The NABC has also identified two additional technology pathways that have demonstrated considerable promise for achieving drop-in biofuels but were missing key data to fully complete the feasibility study. These two technology pathways, Catalytic Fast Pyrolysis and Hydrothermal Liquefaction, will be given three months to generate the missing data at which point the NABC will then determine whether they are ready to proceed into stage II.

The Digest’s Take

No surprise. Adam Bratis – Biofuels Program Manager of NREL – said back in March that it all came down to the insertion points in the refinery. There are bio-based crude oil equivalents and refinery-ready intermediates that can be fed into the refining process, then there were the finished fuels like Amyris and Virent make, suitable for blending.

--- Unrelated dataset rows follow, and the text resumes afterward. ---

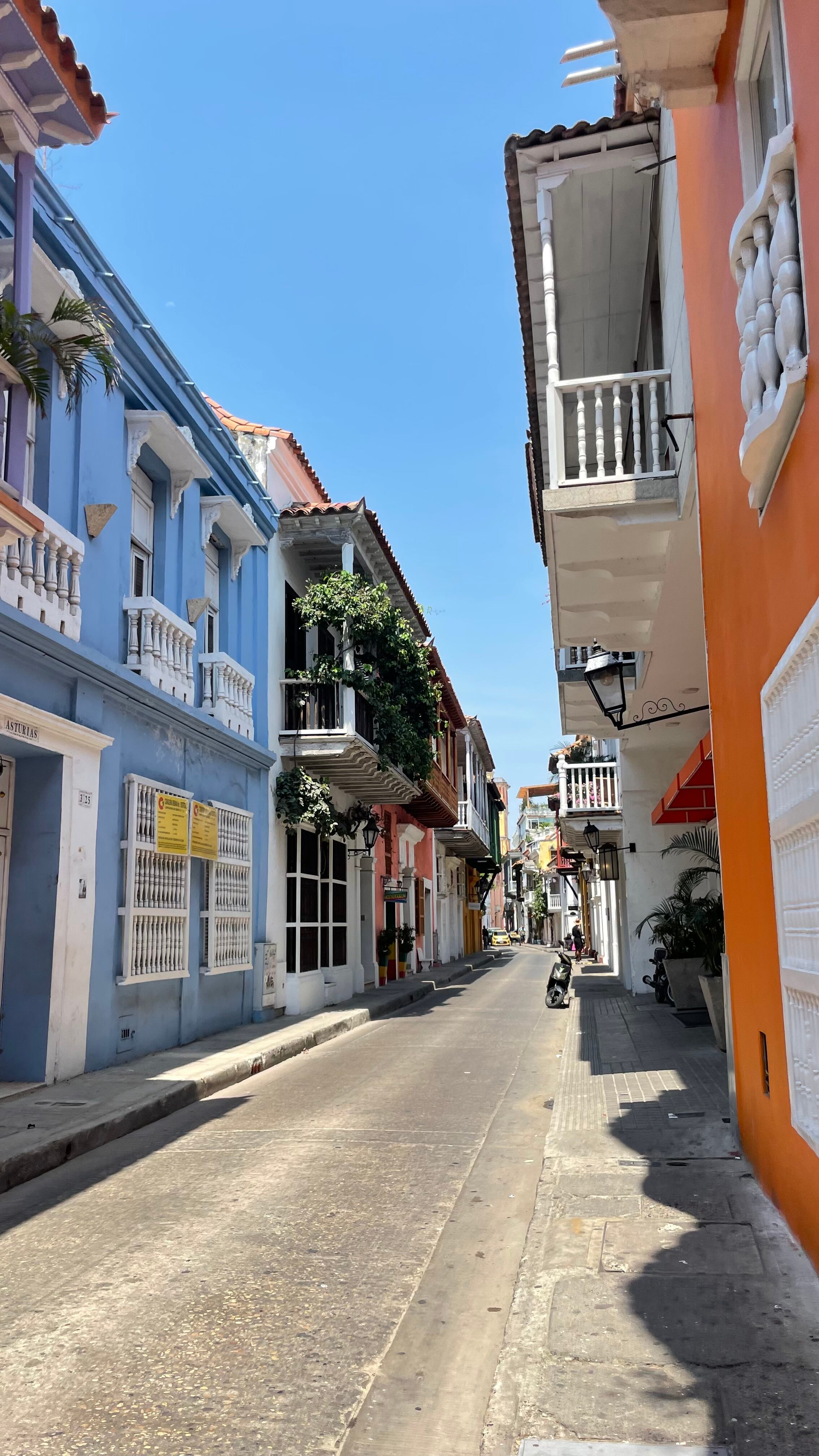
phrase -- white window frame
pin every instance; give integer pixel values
(156, 890)
(228, 915)
(212, 612)
(761, 20)
(142, 545)
(790, 732)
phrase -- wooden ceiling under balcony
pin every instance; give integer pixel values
(438, 806)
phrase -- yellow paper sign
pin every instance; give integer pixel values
(171, 825)
(205, 831)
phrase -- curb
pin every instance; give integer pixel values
(21, 1168)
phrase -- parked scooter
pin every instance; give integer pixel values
(659, 980)
(560, 980)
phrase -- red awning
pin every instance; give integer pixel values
(690, 800)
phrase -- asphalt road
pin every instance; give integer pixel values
(321, 1258)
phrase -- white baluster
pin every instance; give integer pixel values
(619, 430)
(63, 576)
(740, 316)
(789, 274)
(27, 567)
(655, 421)
(753, 378)
(767, 357)
(52, 570)
(151, 640)
(75, 586)
(135, 659)
(636, 427)
(40, 563)
(582, 434)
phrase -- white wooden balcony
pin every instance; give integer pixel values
(228, 692)
(608, 430)
(589, 793)
(161, 647)
(40, 570)
(329, 729)
(588, 788)
(766, 260)
(471, 836)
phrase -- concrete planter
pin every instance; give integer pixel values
(684, 982)
(713, 992)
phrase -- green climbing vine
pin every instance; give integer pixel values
(304, 800)
(393, 669)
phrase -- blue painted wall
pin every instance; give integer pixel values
(30, 930)
(82, 459)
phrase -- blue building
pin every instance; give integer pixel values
(133, 698)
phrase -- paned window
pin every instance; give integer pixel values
(790, 734)
(317, 902)
(228, 914)
(142, 535)
(156, 890)
(212, 592)
(763, 88)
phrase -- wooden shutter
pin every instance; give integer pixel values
(790, 734)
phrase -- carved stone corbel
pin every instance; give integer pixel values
(139, 434)
(237, 558)
(211, 513)
(180, 481)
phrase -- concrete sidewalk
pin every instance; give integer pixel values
(661, 1298)
(47, 1126)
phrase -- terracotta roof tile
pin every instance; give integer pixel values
(378, 532)
(63, 57)
(247, 427)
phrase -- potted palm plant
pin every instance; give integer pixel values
(406, 947)
(384, 945)
(705, 846)
(691, 928)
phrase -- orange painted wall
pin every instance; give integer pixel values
(760, 577)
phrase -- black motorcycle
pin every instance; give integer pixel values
(560, 980)
(659, 980)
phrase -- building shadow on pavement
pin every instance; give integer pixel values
(696, 1317)
(78, 1174)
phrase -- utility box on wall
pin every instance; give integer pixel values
(269, 980)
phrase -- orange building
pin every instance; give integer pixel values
(740, 81)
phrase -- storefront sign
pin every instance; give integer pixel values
(269, 975)
(18, 730)
(205, 831)
(171, 825)
(394, 892)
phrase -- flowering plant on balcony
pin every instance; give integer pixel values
(24, 337)
(393, 669)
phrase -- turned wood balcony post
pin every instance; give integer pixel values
(562, 775)
(767, 357)
(789, 273)
(753, 378)
(24, 255)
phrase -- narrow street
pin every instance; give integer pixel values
(232, 1279)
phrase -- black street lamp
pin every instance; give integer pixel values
(604, 675)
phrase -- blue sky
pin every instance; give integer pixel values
(309, 204)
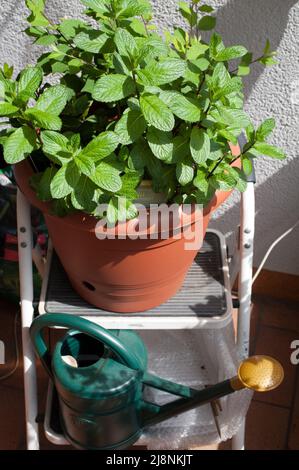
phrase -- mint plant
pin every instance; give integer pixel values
(129, 104)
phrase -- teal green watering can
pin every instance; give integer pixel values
(100, 375)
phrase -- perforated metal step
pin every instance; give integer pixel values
(203, 297)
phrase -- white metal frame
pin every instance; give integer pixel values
(26, 292)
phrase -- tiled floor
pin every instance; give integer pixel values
(273, 418)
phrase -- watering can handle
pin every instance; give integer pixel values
(83, 326)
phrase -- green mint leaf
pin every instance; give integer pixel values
(243, 70)
(70, 27)
(156, 113)
(229, 136)
(206, 23)
(130, 127)
(53, 100)
(125, 43)
(161, 73)
(43, 187)
(161, 143)
(265, 129)
(53, 142)
(199, 145)
(83, 194)
(107, 177)
(64, 181)
(187, 13)
(113, 88)
(134, 8)
(91, 41)
(85, 164)
(44, 119)
(36, 17)
(7, 109)
(101, 146)
(46, 40)
(29, 81)
(184, 173)
(216, 45)
(269, 150)
(19, 145)
(229, 53)
(182, 106)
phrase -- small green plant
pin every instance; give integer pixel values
(129, 105)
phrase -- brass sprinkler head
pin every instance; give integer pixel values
(259, 373)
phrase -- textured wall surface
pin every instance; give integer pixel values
(269, 92)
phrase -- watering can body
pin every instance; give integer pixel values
(100, 375)
(100, 396)
(99, 402)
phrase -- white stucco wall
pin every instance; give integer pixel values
(269, 92)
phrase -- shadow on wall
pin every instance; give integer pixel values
(277, 205)
(251, 23)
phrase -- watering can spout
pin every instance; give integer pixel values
(258, 373)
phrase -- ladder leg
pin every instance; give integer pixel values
(245, 288)
(238, 440)
(26, 293)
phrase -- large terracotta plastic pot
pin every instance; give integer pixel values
(120, 275)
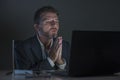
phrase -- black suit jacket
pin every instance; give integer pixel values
(28, 55)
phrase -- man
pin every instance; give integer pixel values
(46, 50)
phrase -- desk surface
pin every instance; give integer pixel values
(5, 76)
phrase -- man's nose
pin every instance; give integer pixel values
(53, 22)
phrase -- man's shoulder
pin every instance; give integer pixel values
(26, 42)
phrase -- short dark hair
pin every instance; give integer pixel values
(42, 10)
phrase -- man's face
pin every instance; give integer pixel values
(49, 24)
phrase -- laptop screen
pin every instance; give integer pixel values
(94, 53)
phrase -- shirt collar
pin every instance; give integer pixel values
(42, 43)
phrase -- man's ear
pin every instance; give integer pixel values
(36, 27)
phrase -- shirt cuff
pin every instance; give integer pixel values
(63, 65)
(51, 62)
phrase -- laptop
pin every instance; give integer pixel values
(94, 53)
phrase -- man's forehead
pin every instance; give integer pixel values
(48, 15)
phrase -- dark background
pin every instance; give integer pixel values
(16, 20)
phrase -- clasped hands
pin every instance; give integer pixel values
(55, 52)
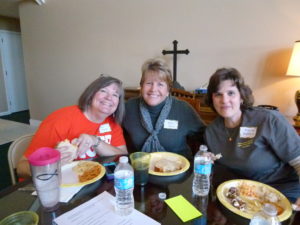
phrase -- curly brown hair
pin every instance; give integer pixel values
(234, 75)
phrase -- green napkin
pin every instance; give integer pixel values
(183, 208)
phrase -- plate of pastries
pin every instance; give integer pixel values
(247, 197)
(167, 164)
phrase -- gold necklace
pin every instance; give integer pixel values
(231, 134)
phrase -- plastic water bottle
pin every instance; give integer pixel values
(124, 184)
(202, 170)
(267, 216)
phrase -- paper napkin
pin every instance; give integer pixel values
(183, 208)
(66, 193)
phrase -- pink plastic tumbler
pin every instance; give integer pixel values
(46, 175)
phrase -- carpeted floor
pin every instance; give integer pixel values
(22, 117)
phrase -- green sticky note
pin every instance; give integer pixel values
(183, 208)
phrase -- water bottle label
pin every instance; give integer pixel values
(203, 169)
(124, 184)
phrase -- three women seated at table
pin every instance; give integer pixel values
(256, 143)
(93, 125)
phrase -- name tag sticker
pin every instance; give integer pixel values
(171, 124)
(248, 132)
(104, 128)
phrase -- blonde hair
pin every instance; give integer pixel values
(160, 66)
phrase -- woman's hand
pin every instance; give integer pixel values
(67, 154)
(84, 143)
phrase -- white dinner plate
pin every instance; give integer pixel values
(223, 189)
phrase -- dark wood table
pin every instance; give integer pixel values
(146, 201)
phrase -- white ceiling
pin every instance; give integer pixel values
(9, 8)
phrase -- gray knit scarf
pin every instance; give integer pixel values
(152, 143)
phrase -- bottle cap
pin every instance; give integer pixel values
(123, 159)
(162, 195)
(203, 148)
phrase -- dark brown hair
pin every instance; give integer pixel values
(103, 81)
(232, 74)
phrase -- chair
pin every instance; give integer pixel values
(15, 152)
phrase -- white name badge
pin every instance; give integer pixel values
(247, 132)
(171, 124)
(104, 128)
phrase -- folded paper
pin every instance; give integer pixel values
(183, 208)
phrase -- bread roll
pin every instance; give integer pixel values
(70, 149)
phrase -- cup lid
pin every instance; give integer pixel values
(44, 156)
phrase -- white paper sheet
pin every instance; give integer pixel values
(100, 210)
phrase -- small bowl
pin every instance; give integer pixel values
(21, 218)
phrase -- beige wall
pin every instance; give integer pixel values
(68, 43)
(11, 24)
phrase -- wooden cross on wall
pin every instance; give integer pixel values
(175, 52)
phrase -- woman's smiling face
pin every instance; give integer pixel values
(154, 90)
(227, 101)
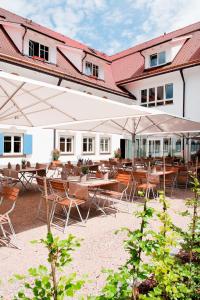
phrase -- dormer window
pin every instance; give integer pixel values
(91, 69)
(38, 51)
(157, 59)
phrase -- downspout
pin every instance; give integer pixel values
(83, 60)
(23, 37)
(183, 112)
(54, 130)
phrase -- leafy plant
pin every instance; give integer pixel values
(55, 154)
(84, 170)
(117, 153)
(42, 283)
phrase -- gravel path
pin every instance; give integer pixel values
(100, 248)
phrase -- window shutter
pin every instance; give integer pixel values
(1, 143)
(28, 144)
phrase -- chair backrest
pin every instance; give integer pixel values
(123, 178)
(59, 186)
(10, 193)
(6, 172)
(140, 177)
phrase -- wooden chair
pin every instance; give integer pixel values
(170, 182)
(8, 194)
(143, 184)
(41, 214)
(117, 197)
(60, 190)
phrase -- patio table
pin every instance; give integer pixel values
(27, 180)
(93, 186)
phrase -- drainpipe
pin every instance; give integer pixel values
(54, 130)
(183, 112)
(25, 31)
(83, 59)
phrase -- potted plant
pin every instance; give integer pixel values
(117, 153)
(55, 156)
(23, 164)
(84, 173)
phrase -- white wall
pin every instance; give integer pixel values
(177, 107)
(192, 91)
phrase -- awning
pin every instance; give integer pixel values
(144, 125)
(27, 102)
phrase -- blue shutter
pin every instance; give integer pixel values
(28, 144)
(1, 143)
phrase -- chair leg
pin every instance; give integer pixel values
(67, 219)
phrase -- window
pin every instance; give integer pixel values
(66, 144)
(161, 95)
(91, 69)
(157, 59)
(157, 147)
(38, 50)
(143, 96)
(88, 145)
(166, 145)
(178, 146)
(104, 145)
(12, 144)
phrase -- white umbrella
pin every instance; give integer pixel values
(26, 102)
(143, 125)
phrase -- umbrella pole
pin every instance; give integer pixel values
(133, 150)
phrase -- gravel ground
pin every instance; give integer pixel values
(100, 248)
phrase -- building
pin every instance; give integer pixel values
(162, 73)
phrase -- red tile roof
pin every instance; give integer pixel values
(120, 68)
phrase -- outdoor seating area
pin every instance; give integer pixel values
(107, 186)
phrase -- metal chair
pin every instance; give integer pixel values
(60, 191)
(8, 194)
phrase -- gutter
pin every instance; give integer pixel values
(54, 130)
(83, 60)
(183, 79)
(25, 31)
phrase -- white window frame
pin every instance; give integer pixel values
(12, 135)
(103, 151)
(157, 59)
(72, 143)
(39, 49)
(94, 68)
(93, 145)
(164, 101)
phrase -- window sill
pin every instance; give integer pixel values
(104, 153)
(88, 153)
(13, 155)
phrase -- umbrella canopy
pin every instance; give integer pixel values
(27, 102)
(143, 125)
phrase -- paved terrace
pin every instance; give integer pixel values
(100, 248)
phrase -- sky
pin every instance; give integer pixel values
(109, 25)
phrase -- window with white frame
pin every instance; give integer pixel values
(12, 144)
(67, 144)
(157, 59)
(178, 145)
(38, 50)
(88, 144)
(165, 145)
(91, 69)
(104, 145)
(157, 96)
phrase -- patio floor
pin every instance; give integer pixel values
(100, 247)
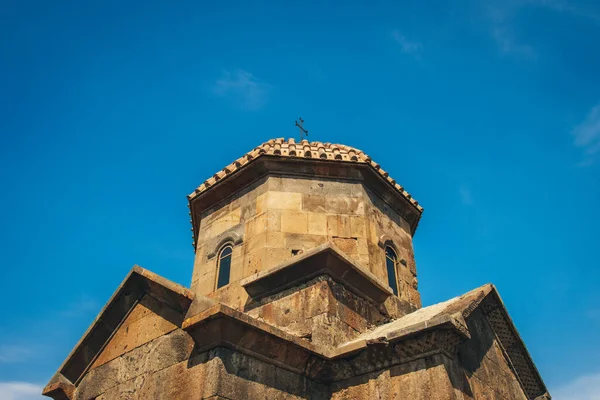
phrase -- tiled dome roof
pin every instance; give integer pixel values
(304, 149)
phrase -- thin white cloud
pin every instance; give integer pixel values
(407, 46)
(586, 136)
(466, 196)
(243, 88)
(508, 44)
(83, 306)
(586, 387)
(11, 353)
(20, 391)
(500, 15)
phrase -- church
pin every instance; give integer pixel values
(304, 286)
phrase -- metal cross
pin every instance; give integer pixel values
(302, 130)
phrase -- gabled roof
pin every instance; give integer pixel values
(454, 313)
(435, 329)
(138, 282)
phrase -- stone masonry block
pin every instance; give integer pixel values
(294, 221)
(317, 223)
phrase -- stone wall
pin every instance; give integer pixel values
(485, 365)
(277, 217)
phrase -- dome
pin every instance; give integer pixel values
(303, 149)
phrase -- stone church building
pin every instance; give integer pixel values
(304, 287)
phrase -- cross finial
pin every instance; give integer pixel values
(302, 130)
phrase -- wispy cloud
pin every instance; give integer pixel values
(500, 16)
(587, 136)
(20, 391)
(407, 46)
(12, 353)
(586, 387)
(466, 196)
(243, 88)
(83, 306)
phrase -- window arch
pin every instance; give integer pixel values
(224, 265)
(391, 261)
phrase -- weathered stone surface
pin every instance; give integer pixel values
(307, 312)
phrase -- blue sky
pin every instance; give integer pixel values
(488, 112)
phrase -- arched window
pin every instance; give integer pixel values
(391, 260)
(224, 266)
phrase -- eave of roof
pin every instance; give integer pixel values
(136, 284)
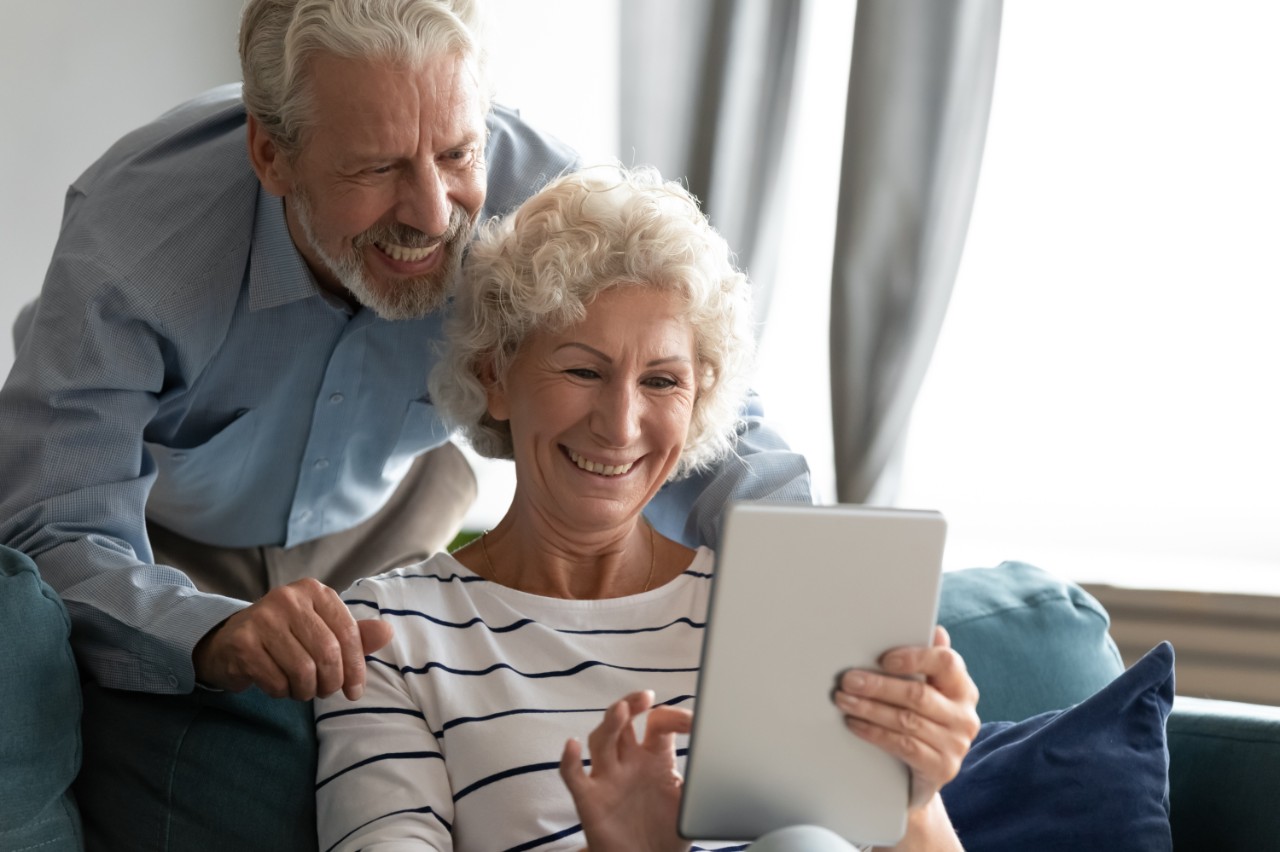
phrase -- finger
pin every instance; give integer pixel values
(900, 719)
(663, 725)
(940, 664)
(931, 768)
(909, 704)
(571, 769)
(337, 644)
(668, 722)
(638, 709)
(603, 741)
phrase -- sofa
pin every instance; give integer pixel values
(1073, 745)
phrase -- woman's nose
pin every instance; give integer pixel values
(616, 420)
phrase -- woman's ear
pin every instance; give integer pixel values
(496, 390)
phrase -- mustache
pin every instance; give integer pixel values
(410, 237)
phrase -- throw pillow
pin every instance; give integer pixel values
(1091, 777)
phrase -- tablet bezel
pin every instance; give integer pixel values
(862, 580)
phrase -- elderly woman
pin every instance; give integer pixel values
(602, 339)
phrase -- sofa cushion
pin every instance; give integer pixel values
(40, 710)
(1091, 777)
(205, 772)
(1224, 772)
(1032, 641)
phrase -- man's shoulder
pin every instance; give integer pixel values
(183, 137)
(177, 193)
(521, 159)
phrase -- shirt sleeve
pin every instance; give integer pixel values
(382, 783)
(760, 467)
(83, 386)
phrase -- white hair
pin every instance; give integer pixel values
(278, 37)
(543, 265)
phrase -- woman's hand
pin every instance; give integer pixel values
(926, 723)
(630, 798)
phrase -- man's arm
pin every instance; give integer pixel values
(760, 468)
(73, 410)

Bratis theorized that the technologies at the front-end were never going to work, from the refiners point of view, because bio-oil, as opposed to true crude, has a lot of oxygen in it. “So putting that oxygen into the front end of the refinery,” he said, “and spreading it everywhere, well I am not sure if that is ever likely to work. Better to finish off the fuel and blend it in, or feed it into an intermediate point where you can limit that impact.”

So, they have written off two front end technologies, kept the two finished fuel technologies, and would probably go with Catalytic Fast Pyrolysis to make an intermediate, but appear to be held up by lack of data, which leaves CFP and a Pacific Northwest National Lab process (using hydrothermal liquefaction) still in the running.

The NABC, co-led by the National Renewable Energy Laboratory and the Pacific Northwest National Laboratory, consists of 17 partners representing leading expertise and resources in advanced biofuels development across the national laboratories, academia, and industry.